McCloud spent five years developing the book. He began by making a complete rough outline, to which he made repeated revisions until he was satisfied, and went through four drafts over the first two years. The 496-page book appeared from First Second Books on February 3, 2015.

McCloud accompanied the book's publication with a worldwide promotional tour, beginning in the US and followed by Europe with planned visits to mid-year North American festivals including the MoCCA Festival, the Toronto Comic Arts Festival, and San Diego Comic-Con.

==Reception==

The Sculptors publication drew widespread attention in mainstream media; reviews appeared in such newspapers as The New York Times, the Los Angeles Times, and The Guardian.

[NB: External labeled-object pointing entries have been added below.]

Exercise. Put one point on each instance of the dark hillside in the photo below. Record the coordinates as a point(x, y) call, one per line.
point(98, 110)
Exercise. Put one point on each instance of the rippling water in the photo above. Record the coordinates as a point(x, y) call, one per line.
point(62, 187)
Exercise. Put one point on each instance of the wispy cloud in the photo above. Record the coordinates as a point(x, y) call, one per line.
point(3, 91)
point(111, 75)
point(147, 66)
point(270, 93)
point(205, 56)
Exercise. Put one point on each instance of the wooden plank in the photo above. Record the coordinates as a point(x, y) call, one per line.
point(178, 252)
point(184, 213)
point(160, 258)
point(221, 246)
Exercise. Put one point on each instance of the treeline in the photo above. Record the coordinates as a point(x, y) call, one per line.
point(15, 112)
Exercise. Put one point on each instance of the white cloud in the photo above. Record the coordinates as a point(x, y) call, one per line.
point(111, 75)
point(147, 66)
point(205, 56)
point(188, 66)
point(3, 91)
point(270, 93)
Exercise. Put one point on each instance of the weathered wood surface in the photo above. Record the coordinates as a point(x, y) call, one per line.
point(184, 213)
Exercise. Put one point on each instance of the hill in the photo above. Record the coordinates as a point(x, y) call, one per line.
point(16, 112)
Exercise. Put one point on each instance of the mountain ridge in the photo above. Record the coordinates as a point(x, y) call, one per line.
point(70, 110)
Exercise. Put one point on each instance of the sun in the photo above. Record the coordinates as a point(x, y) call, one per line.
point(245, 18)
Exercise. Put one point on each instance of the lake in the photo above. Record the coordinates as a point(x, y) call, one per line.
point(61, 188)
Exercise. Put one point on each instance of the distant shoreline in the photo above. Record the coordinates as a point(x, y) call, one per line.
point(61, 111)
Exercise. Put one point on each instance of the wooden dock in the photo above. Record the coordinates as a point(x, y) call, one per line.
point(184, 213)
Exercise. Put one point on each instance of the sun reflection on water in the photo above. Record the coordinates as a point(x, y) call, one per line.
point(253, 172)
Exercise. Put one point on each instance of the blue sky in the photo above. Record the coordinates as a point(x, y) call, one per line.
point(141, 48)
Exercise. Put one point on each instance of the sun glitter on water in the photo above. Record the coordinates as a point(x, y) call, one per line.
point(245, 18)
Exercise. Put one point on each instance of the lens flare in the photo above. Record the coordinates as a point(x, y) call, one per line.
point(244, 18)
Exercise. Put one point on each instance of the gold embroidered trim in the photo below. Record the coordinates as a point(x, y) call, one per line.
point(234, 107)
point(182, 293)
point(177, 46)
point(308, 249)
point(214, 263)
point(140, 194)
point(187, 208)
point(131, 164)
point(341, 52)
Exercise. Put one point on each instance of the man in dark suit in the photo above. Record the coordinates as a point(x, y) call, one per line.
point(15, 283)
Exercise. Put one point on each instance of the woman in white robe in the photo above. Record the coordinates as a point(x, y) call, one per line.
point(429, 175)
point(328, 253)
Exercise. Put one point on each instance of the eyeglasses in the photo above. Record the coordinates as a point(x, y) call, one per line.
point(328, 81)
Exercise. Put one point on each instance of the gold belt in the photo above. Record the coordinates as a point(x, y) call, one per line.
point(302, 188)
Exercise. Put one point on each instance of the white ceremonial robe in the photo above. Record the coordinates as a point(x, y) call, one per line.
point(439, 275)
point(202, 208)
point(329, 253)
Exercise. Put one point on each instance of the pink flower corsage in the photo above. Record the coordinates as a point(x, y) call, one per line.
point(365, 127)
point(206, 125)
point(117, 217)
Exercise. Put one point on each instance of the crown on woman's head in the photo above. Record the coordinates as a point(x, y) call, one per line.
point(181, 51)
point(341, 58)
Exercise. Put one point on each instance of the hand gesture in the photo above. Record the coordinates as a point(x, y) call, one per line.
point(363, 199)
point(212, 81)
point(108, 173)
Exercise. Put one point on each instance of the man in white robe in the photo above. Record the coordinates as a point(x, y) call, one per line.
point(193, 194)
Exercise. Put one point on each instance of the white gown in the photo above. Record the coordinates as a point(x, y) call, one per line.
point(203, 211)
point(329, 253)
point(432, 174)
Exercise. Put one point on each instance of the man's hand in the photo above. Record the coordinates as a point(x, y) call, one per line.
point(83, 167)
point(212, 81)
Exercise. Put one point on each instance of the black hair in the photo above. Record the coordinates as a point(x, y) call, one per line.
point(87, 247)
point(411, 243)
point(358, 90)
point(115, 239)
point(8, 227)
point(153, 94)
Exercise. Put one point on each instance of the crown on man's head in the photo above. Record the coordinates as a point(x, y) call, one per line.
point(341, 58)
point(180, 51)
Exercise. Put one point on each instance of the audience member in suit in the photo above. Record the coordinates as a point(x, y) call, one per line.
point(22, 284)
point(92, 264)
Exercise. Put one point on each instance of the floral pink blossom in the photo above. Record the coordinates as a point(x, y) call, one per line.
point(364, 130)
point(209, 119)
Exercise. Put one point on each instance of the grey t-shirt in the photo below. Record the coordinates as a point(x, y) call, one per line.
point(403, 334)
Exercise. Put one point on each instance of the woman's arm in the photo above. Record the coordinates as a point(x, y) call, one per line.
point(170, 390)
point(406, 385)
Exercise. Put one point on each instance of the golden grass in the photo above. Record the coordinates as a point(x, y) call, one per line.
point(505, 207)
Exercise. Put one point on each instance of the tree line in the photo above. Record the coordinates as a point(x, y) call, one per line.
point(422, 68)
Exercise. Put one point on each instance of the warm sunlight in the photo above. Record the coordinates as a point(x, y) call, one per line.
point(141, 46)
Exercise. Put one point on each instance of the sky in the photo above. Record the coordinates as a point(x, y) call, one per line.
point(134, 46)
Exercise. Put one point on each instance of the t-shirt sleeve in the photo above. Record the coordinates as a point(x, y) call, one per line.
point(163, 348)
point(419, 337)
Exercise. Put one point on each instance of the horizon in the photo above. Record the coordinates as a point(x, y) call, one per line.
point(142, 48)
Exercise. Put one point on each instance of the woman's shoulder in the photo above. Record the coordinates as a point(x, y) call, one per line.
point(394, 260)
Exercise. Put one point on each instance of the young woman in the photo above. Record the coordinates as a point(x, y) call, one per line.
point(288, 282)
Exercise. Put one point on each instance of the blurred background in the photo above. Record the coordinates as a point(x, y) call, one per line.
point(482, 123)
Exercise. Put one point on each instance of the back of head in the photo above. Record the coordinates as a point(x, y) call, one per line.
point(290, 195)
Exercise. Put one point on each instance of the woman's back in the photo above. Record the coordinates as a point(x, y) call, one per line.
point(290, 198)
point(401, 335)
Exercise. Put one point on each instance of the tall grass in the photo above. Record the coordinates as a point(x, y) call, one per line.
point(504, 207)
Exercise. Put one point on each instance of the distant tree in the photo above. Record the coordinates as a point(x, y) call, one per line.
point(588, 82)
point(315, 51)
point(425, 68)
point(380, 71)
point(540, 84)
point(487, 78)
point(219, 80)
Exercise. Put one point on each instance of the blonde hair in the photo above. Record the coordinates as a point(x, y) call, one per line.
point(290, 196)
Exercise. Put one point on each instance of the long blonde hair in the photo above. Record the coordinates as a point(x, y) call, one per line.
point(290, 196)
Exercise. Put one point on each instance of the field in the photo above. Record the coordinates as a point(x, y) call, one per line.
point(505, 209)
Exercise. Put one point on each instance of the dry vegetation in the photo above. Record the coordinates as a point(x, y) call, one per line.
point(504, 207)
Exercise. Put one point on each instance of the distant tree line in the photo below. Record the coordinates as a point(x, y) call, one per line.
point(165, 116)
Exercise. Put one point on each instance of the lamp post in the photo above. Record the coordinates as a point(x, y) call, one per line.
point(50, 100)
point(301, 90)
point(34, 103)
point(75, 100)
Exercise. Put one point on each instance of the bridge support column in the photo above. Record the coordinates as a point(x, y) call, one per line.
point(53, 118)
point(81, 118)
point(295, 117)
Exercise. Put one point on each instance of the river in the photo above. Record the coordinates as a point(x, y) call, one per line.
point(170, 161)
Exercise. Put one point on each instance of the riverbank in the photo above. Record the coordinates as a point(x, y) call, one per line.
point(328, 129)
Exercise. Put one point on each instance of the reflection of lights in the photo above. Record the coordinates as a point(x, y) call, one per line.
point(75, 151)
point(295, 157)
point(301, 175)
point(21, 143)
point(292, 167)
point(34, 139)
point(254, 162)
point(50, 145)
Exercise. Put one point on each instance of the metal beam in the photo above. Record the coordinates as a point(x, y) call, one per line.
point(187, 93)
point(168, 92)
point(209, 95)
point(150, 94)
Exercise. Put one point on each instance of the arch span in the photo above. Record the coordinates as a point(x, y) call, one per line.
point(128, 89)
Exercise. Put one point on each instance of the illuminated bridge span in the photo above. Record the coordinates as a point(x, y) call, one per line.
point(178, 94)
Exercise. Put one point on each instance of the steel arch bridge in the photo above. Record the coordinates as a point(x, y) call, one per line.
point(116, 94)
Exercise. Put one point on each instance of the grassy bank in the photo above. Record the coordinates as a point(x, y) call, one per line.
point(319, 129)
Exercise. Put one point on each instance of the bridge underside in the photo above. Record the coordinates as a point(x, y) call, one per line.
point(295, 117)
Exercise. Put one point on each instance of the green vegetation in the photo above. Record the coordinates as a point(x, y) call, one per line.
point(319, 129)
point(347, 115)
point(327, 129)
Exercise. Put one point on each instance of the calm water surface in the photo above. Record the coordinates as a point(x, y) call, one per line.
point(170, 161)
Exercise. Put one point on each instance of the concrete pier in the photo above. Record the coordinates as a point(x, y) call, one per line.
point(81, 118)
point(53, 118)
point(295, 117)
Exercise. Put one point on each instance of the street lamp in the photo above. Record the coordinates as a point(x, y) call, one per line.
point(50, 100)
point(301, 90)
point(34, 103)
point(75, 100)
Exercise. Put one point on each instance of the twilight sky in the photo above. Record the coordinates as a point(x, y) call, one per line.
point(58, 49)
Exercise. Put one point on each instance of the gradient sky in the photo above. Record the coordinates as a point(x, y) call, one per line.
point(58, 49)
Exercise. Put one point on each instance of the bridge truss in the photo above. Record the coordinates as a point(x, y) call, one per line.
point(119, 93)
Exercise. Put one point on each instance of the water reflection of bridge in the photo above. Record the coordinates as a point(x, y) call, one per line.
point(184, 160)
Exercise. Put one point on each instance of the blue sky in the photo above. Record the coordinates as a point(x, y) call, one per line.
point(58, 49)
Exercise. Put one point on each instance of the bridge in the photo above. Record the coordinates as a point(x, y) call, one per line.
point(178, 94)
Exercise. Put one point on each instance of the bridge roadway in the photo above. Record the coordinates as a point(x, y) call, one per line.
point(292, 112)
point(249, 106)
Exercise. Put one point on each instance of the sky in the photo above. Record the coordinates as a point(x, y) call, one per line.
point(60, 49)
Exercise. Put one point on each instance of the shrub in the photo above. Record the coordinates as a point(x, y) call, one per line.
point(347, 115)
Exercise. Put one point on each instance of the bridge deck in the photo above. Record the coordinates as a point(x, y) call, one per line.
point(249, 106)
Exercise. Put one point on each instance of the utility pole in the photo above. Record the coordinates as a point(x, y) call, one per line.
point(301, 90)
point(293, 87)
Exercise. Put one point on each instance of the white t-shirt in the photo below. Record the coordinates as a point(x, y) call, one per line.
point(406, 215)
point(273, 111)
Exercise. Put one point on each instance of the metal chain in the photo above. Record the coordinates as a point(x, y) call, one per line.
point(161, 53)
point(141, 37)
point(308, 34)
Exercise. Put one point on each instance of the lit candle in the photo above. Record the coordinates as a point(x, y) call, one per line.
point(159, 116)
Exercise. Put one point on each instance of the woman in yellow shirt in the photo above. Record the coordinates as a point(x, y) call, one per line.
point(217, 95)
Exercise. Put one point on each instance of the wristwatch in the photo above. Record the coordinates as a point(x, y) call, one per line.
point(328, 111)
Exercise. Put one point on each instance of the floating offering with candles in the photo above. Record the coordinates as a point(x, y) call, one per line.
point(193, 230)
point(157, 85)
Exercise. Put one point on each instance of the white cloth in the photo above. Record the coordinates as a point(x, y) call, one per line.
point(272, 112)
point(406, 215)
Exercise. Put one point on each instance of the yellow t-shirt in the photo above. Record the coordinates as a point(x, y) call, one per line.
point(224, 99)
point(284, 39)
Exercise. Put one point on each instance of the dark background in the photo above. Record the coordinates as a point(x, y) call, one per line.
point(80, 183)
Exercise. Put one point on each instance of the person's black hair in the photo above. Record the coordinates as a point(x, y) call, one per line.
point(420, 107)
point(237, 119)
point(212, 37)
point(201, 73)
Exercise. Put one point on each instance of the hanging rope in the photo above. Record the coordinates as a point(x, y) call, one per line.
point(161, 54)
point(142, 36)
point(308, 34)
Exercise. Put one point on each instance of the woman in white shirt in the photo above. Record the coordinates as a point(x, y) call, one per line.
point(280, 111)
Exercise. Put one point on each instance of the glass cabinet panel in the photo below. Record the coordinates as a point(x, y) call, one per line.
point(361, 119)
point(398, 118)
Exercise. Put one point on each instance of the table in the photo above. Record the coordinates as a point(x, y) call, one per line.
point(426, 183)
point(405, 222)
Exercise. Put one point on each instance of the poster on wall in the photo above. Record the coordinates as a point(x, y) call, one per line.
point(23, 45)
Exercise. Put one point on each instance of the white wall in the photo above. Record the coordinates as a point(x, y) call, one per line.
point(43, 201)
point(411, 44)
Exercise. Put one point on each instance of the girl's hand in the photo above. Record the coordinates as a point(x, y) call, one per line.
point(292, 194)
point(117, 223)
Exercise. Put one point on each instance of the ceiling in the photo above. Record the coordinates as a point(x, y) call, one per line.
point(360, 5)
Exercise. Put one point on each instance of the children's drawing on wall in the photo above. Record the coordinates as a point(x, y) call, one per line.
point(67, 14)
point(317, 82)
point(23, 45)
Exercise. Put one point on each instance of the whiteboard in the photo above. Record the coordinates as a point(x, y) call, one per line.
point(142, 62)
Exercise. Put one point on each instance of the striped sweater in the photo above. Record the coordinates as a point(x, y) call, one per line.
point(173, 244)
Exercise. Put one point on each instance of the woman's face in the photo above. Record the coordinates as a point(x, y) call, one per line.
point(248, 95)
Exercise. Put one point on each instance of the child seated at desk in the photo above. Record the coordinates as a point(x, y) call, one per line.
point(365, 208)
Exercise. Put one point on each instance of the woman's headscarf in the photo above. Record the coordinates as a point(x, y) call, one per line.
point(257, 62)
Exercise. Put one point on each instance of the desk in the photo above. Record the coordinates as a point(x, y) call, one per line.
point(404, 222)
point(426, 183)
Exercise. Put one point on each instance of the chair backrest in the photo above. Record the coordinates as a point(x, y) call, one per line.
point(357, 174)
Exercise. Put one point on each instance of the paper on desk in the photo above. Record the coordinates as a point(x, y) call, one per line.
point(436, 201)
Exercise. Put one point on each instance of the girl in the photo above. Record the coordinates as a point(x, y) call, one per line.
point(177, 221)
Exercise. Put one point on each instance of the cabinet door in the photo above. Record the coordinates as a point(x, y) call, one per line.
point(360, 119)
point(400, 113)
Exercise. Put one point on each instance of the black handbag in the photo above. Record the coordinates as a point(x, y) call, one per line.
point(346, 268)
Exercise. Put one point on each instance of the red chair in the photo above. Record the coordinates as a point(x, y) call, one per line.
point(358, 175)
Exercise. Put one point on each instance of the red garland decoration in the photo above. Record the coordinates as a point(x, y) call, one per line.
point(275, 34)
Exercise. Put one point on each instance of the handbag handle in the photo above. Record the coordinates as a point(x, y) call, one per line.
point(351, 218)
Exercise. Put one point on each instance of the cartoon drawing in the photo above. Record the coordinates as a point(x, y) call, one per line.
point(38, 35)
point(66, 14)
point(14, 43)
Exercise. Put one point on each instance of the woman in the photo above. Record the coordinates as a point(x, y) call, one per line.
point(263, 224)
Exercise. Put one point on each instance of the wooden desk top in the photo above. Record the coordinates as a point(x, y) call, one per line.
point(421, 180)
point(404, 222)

An advance review in Publishers Weekly stated, "McCloud's epic generates magic and makes an early play for graphic novel of the year." M G. Lord at the Los Angeles Times praised the artwork and called McCloud a "master of pacing", but "could not connect emotionally to the love story". James Martin at The Telegraph called McCloud "a master at work" in the book, and gave it four stars out of five. Tim Martin at The Guardian called the artwork "wonderfully affecting", and called the story "inventive and touching ... compelling proof that McCloud can walk the walk as well as talking the talk".

==Adaptations==

Bidding for the film rights to the book was reported to have been heated. Shortly after the book's release, Sony announced it had gained the rights to adaptation with the involvement of Scott Rudin, who was to produce with Josh Bratman. It was announced that Destin Daniel Cretton will direct the film.